I’ve heard the two dogs steal the movie.


----------



## stonejedi (Feb 2, 2008)

Popping to see it when I finish work today.SJ.


----------



## muzzer (Feb 13, 2011)

andy665 said:


> Interesting to see where this film takes the character as there did not seem a logical way forward after the second film


It is definitely interesting and fills in some quite big blanks about the character too.


----------



## Soul boy 68 (Sep 8, 2013)

muzzer said:


> More of the same, some cool dogfu, lots of gun play, some cool new faces including two guys from The Raid films and Halle Berry.
> Moved the game on from the second one which in itself was a step up from the first, definitely worth a watch.

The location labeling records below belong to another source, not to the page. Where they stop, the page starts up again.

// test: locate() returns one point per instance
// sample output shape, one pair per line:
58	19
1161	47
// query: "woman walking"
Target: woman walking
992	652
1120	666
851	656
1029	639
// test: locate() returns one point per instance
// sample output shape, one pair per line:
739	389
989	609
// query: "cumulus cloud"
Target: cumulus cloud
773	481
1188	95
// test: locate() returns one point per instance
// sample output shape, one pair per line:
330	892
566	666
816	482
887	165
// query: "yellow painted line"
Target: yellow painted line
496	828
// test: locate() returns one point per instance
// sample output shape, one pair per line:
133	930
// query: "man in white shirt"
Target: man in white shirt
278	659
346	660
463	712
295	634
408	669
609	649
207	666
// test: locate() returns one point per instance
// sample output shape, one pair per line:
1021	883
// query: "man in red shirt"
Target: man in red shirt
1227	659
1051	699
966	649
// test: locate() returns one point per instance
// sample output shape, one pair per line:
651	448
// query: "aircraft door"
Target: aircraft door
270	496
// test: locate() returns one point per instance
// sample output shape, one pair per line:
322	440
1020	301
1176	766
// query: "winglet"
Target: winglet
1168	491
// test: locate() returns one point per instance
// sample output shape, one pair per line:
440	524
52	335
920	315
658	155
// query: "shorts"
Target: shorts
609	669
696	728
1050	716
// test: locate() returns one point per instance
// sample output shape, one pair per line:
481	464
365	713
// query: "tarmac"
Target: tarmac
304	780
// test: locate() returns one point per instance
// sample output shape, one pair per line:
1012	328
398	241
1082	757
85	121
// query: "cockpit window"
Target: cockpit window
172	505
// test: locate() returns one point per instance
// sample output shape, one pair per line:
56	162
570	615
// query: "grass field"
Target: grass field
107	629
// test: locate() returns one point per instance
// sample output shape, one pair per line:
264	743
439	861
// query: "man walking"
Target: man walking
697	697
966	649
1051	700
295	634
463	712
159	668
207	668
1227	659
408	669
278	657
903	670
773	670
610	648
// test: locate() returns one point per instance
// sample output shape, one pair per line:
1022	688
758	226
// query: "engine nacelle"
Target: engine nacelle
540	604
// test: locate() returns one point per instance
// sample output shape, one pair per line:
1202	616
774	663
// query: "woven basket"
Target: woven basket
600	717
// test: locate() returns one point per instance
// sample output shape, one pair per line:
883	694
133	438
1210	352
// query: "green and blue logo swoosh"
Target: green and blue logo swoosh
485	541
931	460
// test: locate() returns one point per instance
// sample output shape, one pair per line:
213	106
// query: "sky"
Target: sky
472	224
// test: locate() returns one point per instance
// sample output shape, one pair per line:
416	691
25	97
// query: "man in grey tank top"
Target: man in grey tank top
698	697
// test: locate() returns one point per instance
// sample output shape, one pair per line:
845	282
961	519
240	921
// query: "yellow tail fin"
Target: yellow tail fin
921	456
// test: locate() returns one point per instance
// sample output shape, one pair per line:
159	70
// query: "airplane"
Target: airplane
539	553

I loved the first two films so I expect nothing less, I am a big Keanu Reeves fan and will be seeing this next week.


----------



## BrummyPete (Jun 10, 2010)

Just come back from seeing this, I'm just wondering how much death there needs to be to make a film an 18 certificate lol, cracking film and very tempted to go and watch again 

Sent from my CLT-L29 using Tapatalk


----------



## muzzer (Feb 13, 2011)

I'll be adding this to my collection when the DVD comes out. It's funny but i kind of lost interest in the Marvel films but i do like the John Wick films, probably because he's shown to be human and can't escape injury during his travails


----------



## Mardgee (Feb 28, 2009)

Didn’t think it was as good as the first two. Think the first was my favourite


----------



## HEADPHONES (Jan 1, 2008)

Just finished watching chapter 2 in anticipation of seeing chapter 3 at the cinema in 18 hrs time.
Loved the one liners in chapter 2.
"I assure you.......the stories you have heard about this man, if nothing else, have been WATERED DOWN!" :lol:


----------



## stonejedi (Feb 2, 2008)

Mardgee said:


> Didn't think it was as good as the first two. Think the first was my favourite


I have to agree,the first John Wick is still the best one for me...but saying that the trilogy of films all still offer something to the storyline including "Parabellum". As has been said already the attack dogs were definitely my best part of John Wick 3:thumb:.SJ.


----------



## bluechimp (Dec 21, 2017)

The trailer has caught my eye, are the first two a must watch?


----------



## stonejedi (Feb 2, 2008)

bluechimp said:


> The trailer has caught my eye, are the first two a must watch?


Yes they are mate!Its a journey of sorts,all the films are linked and start off where the previous film finishes 1,2,3 etc....SJ.


----------



## HEADPHONES (Jan 1, 2008)

+1^
These are some of the Blu Rays that often get revisited by me.
Apart from the story......
Cars
Fights
Superb surround sound effects


----------



## Soul boy 68 (Sep 8, 2013)

Saw the film last night, the fights scenes were simply breathtaking and the action was non stop, some might argue that it's a little to much action. Certainly far fetched to say the least. I mean towards the end when John Wick was shot and he fell to the ground while bouncing off iron stair cases, I mean come on! How could anyone survive that? You just know chapter 4 is in the making.


----------



## HEADPHONES (Jan 1, 2008)

Just come back from cinema.
Absolutely John WICKED film.
Deffo buying this on release.
In fact I'm so hyped I've just got changed and going to do some bag work in the garage!


----------